If you’ve studied any tertiary marketing course, you’re probably familiar with Theodore Levitt’s famous consumer insight about power drills.
“People don’t want to buy a quarter-inch drill, they want a quarter-inch hole.”
Marketers and their agencies are often guilty of not understanding the reasons why people behave the way they do. They don’t take time to talk with their customers. This lack of real communication has increased in recent years alongside the growth of marketing automation. We’ve stopped talking, we’re only computing, and lost a layer of human involvement along the way.
As I’ve written before, you’ll be surprised what you learn if you just talk with your customers.
This lack of knowledge about what motivates customers was laid bare at a tourism marketing conference in New Zealand, at which I spoke some time ago. I met Jeanette Kelly – a women who has spent years working in the hospitality industry, running her own business as well as working for others. Jeanette presented a wonderful piece of research conducted by the University of Waikato.

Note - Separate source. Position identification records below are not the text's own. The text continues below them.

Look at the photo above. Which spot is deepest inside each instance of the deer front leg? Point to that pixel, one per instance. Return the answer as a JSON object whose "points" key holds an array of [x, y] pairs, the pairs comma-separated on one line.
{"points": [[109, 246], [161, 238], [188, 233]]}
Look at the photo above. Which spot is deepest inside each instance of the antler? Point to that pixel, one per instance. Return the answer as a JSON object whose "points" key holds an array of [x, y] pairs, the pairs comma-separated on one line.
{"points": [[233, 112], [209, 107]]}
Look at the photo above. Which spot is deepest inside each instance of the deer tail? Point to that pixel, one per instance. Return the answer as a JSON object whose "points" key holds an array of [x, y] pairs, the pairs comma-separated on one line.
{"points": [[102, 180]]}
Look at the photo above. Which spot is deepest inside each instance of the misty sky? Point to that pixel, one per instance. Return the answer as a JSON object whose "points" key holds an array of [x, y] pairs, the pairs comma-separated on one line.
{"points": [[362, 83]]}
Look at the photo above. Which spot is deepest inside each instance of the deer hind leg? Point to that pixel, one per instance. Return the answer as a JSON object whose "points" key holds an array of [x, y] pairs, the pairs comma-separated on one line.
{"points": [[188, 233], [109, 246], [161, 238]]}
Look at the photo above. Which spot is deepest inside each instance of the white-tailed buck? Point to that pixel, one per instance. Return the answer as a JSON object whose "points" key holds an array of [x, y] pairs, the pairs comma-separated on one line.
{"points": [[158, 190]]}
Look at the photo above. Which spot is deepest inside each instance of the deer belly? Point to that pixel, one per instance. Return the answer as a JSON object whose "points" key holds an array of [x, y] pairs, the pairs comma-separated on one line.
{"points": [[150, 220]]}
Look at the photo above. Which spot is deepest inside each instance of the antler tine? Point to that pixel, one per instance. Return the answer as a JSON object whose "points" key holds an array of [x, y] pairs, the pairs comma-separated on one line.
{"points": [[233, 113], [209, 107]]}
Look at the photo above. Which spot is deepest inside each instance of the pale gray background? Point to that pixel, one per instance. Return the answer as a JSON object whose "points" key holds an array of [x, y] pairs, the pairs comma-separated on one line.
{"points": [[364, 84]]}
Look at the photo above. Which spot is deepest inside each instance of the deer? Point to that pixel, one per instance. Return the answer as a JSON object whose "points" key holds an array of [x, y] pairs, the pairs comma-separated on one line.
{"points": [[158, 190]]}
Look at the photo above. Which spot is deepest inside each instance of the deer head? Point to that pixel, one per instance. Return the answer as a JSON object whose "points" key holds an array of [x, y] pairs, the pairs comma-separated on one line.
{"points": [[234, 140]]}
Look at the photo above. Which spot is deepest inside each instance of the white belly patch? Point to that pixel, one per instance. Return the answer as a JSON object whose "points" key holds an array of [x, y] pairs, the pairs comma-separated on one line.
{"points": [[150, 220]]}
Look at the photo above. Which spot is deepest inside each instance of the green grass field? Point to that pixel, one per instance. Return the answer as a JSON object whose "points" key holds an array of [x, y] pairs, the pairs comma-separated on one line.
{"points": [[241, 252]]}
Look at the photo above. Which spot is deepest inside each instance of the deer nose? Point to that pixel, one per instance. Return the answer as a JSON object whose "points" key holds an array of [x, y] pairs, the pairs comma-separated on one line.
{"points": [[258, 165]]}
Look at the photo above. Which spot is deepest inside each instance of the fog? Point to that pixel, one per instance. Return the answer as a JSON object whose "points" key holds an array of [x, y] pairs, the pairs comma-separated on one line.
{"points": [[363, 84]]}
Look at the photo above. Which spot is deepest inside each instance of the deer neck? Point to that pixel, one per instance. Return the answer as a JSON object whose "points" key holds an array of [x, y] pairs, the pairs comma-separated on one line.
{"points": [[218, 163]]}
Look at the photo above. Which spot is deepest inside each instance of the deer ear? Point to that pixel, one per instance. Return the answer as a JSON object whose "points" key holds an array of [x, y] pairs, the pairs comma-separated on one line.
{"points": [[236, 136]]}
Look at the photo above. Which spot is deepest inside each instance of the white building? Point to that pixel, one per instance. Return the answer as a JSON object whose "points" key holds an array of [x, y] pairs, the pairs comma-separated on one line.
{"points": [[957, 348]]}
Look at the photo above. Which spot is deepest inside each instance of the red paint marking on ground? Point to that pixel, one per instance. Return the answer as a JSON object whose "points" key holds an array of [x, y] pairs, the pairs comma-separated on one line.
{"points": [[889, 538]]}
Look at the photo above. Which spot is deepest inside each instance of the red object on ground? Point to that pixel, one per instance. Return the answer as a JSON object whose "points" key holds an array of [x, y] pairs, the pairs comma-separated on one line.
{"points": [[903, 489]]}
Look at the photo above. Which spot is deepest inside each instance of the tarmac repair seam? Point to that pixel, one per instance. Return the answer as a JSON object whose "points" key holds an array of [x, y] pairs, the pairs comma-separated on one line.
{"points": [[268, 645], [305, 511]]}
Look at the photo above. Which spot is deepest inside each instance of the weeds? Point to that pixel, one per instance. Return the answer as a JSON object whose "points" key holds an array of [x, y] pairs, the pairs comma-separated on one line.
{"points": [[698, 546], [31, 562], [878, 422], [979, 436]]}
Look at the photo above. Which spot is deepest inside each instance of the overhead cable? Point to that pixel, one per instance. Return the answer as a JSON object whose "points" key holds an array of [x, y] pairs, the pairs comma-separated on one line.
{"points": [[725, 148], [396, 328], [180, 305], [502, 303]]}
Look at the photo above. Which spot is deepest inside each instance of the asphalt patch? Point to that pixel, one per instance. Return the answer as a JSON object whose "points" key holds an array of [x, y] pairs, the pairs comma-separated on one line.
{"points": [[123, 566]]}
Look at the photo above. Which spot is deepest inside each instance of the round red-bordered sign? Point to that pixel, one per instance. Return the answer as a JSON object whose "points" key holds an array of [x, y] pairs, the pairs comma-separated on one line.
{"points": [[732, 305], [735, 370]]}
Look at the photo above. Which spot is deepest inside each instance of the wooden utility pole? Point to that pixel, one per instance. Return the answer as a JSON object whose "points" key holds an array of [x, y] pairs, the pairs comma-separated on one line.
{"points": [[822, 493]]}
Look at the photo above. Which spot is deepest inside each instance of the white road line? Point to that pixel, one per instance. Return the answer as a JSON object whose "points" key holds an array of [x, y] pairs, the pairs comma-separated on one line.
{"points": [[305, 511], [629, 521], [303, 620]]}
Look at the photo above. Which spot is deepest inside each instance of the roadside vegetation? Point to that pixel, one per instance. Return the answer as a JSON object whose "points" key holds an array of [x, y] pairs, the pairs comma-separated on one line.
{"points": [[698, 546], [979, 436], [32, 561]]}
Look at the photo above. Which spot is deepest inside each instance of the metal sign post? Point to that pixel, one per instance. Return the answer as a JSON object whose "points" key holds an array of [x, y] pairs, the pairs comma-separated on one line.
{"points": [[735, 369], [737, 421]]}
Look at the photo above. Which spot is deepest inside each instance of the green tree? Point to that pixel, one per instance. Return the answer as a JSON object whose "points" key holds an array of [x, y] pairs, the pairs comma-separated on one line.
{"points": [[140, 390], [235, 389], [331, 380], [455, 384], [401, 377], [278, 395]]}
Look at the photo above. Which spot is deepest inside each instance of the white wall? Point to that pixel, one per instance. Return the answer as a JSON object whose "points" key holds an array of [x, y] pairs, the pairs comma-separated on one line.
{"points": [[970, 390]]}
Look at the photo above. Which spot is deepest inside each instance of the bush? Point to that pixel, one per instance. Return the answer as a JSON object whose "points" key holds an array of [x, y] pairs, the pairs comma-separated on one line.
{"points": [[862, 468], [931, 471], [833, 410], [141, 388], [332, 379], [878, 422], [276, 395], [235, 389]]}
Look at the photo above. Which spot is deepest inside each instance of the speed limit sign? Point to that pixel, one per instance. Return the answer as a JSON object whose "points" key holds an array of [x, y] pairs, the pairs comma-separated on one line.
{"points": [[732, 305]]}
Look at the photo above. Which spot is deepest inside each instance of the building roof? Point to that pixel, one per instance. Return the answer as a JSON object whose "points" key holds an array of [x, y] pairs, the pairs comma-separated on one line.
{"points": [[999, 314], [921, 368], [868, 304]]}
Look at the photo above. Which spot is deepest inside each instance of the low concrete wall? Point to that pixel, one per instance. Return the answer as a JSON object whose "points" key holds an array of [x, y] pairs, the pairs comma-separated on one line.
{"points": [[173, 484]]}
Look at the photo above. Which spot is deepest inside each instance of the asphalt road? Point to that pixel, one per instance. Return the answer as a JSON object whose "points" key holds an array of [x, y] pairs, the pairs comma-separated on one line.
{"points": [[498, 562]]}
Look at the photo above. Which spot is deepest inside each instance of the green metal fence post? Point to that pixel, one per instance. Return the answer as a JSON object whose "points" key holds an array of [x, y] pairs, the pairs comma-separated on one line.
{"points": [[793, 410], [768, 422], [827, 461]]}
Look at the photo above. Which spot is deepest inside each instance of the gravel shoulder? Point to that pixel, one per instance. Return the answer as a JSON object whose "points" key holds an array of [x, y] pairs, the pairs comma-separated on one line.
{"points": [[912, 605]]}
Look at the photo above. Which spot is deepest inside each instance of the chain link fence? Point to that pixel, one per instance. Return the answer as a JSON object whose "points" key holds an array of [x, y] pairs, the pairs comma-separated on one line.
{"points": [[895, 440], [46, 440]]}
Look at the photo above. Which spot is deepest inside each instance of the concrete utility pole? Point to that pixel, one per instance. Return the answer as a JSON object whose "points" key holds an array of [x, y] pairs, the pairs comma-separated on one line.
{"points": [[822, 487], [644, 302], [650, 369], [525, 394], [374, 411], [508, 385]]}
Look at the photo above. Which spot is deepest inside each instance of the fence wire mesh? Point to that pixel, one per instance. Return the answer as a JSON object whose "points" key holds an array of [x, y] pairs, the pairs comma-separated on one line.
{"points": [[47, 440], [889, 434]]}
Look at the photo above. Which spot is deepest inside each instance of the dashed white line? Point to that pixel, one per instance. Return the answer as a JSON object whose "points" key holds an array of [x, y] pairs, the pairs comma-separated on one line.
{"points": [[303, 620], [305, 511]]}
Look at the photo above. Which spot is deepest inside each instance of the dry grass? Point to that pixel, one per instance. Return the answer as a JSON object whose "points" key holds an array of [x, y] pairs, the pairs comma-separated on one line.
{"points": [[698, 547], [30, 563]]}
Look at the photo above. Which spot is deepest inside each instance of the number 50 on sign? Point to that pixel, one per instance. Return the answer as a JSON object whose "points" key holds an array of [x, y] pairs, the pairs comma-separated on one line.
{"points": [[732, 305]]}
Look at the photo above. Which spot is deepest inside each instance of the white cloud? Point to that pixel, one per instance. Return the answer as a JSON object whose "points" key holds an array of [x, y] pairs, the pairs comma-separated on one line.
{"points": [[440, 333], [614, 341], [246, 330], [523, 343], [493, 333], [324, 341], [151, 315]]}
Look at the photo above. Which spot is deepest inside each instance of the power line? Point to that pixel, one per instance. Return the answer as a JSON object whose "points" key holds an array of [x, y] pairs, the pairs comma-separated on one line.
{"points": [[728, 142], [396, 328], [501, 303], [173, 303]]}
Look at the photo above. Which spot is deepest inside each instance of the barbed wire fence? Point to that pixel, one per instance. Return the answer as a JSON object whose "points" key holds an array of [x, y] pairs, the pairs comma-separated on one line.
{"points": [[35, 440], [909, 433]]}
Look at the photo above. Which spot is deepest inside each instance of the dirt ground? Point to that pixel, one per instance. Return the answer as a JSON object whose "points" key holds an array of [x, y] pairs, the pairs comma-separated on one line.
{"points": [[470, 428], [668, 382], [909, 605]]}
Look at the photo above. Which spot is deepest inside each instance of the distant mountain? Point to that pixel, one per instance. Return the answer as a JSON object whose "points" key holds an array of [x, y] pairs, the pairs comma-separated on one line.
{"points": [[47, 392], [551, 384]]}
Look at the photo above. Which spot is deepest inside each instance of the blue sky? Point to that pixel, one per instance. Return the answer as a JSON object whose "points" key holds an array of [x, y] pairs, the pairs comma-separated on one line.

The accommodation and marketing managers of various hotels, motels, guest houses and the like, were asked what they thought were the most important factors influencing accommodation choices. They said, in order of priority:
- Staffing and accommodation service
- Room rate
- Marketing and Sales programmes
- Seasonal tourism
- Competition from other properties
- Supply and demand
- Events taking place in the area
- The general state of the national economy
- The state of the property
Guess what the customers listed as the most important factors influencing their accommodation choices, in order of priority?
- Cleanliness of the room
- Quality of the bath towels and wash cloths
- Quality of staff service
- Friendliness of staff service
- Comfort of mattress and pillow
- Quietness of room
- Well maintained furnishings
- On-premise car parking
- Overall facilities
- Level of security
In case you’re wondering ‘room prices’ came 17th on the list of priorities for customers. And what were the marketers smoking to believe customers care about marketing and sales programmes?
More importantly, as you can see in this case, what customers want to buy and what marketers are trying to sell, are poles apart.
So take some time to really talk with your customers and understand what motivates them. You could be pleasantly surprised by what you learn. Who knows, you might find they’re looking to buy something other than what you’re selling, or even be willing to pay more?
Have to go now. My bride says she has a surprise for me. Why is she carrying a drill?